Marchés actions : tout est question de timing

par Ad van Tiggelen, Stratégiste Senior d’ING IM

Lorsqu’il s’agit de faire leur introspection, les Néerlandais évoquent souvent leur héritage calviniste. Beaucoup de leurs traits de caractère s’inscrivent en effet dans la droite ligne de cette doctrine élaborée par le théologien français Jean Calvin (1509–1564), à commencer par la modération. Ils sont supposés être des gens sobres et travailleurs incapables de jouir des bienfaits de la vie sans un sentiment de culpabilité. En réalité, ils ont comme tout autre profité de l’essor économique de ces dernières années. Calvin prêchait la prédestination. Et 500 ans après sa mort, il semble que les marchés étaient prédestinés à payer le prix fort après des années de surconsommation et un train de vie en totale contradiction avec les préceptes de Calvin, du moins sur le plan financier.

Nous entrons aujourd’hui dans une période de modération, au cours de laquelle les consommateurs et les banques vont s’atteler à réduire leurs dettes, provoquant la pire récession d’après-guerre. Et cela se ressent sur les marchés financiers : les marchés d’actions anticipent déjà une chute des bénéfices de pratiquement 50% (la baisse la plus importante depuis 1945). Quant aux marchés obligataires, ils s’attendent à voir le nombre des défauts de paiement grimper à un niveau qui n’avait plus été atteint depuis la grande dépression de 1929.

Dans l’ensemble, les investisseurs sont partagés entre deux scénarios économiques possibles :

Le premier table sur une timide reprise économique en 2010, grâce au nombre sans précédent de stimuli monétaires et fiscaux injectés dans l’économie mondiale. Dans ce scénario, les marchés d’actions commenceront à se redresser à la fin de 2009 ou au début de 2010.

Le second scénario, qui semble moins probable et nettement plus pessimiste, prévoit que le processus de réduction de la dette prendra plusieurs années. Les plans de relance verront leurs effets atténués par le resserrement des conditions de crédit et par la prudence des consommateurs qui, poussés par l’insécurité de l’emploi, préféreront épargner que dépenser.

Dans le premier scénario, les menaces déflationnistes disparaîtront assez rapidement. Dans le second, elles risquent de durer plus longtemps. Après tout, l’impression de monnaie supplémentaire n’exerce un effet inflationniste que si les consommateurs la dépensent.

A l’heure actuelle, il est très difficile de deviner ce que l’avenir nous réserve. Selon nous, il est très probable que les plans de relance commencent à faire leur effet d’ici un an. Toutefois, on ne peut exclure la seconde option, à savoir une généralisation du scénario japonais.

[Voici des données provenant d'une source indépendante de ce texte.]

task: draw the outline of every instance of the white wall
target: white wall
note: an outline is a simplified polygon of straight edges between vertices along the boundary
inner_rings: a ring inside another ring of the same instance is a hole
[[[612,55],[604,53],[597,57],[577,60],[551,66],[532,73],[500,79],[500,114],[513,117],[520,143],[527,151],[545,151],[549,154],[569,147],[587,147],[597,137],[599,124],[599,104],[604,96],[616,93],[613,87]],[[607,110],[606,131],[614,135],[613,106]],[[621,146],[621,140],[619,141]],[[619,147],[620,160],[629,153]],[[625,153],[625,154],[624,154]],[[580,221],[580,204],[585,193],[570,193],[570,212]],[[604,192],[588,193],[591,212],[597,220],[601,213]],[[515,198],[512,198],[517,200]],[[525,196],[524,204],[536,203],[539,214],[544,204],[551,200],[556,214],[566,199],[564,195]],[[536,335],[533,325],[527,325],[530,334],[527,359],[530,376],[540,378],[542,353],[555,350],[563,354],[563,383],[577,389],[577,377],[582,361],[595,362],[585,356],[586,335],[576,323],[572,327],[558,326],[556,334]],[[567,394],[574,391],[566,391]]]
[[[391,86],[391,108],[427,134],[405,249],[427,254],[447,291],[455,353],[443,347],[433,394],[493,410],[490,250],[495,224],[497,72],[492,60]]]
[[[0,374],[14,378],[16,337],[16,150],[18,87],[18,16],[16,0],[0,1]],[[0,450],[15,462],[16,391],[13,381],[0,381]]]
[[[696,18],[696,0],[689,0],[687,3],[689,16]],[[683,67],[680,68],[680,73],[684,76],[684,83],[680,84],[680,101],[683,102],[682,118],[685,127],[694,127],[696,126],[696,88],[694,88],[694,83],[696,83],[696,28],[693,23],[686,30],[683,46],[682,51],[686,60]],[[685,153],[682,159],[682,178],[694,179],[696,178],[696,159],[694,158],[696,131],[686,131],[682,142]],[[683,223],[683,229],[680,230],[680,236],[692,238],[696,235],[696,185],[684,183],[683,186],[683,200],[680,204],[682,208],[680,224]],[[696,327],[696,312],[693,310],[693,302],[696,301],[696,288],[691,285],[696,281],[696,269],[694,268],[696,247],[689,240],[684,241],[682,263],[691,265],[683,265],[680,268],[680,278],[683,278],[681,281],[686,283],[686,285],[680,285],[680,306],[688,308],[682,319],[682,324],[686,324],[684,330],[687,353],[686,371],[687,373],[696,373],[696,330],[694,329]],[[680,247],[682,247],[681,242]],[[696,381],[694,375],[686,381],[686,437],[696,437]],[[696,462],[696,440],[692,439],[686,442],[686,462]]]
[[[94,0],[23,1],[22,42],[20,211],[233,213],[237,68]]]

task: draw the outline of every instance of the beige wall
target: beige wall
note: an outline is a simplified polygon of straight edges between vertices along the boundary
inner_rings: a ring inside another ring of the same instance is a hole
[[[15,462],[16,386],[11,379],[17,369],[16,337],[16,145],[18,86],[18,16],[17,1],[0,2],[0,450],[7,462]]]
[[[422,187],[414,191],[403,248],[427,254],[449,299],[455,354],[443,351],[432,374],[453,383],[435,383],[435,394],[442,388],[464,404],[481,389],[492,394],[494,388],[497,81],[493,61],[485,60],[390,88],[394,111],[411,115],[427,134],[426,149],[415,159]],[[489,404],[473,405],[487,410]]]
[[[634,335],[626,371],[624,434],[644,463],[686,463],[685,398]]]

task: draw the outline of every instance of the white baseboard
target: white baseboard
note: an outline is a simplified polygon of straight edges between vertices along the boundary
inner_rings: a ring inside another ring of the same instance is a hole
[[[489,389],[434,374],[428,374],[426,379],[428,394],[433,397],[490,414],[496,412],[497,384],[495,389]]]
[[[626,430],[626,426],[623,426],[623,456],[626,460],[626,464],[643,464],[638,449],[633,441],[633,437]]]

Une chose est toutefois pratiquement certaine : quel que soit le scénario, on peut s’attendre à plusieurs rallys (‘bear market rallies’). Ceux-ci seront dus à la publication de chiffres moins mauvais que prévu et seront emmenés par les valeurs cycliques et financières. Ces rallys pourront être violents, avec des bonds de 20% à 30% sur quelques semaines, mais ils resteront de courte durée tant que les taux des obligations d’entreprises ne se seront pas clairement repliés et que la demande finale ne se sera pas redressée.

Les investisseurs pourront essayer de profiter de ces ‘bear market rallies’, mais il leur faudra trouver le bon timing. Il devront recourir aux analyses techniques, aux indicateurs de sentiment et acheter uniquement sur des marchés survendus car dominés par la panique. Il est également possible de ne rien faire et d’attendre une véritable reprise. Dans ce cas, le risque est de rater le rebond de 20% à 30% qui précède habituellement l’apparition des premiers signes de reprise.

Une manière de limiter ce risque consiste à investir dans des fonds obligataires ou des fonds d’actions à rendement élevé.

En théorie, ceux-ci offrent le même potentiel de hausse que les marchés, tout en limitant le risque de baisse. En outre, ces fonds permettent d’obtenir un bon rendement dans l’attente de jours meilleurs. Après tout, dans les conditions que nous connaissons actuellement, la patience sera plus que jamais mère de toutes les vertus.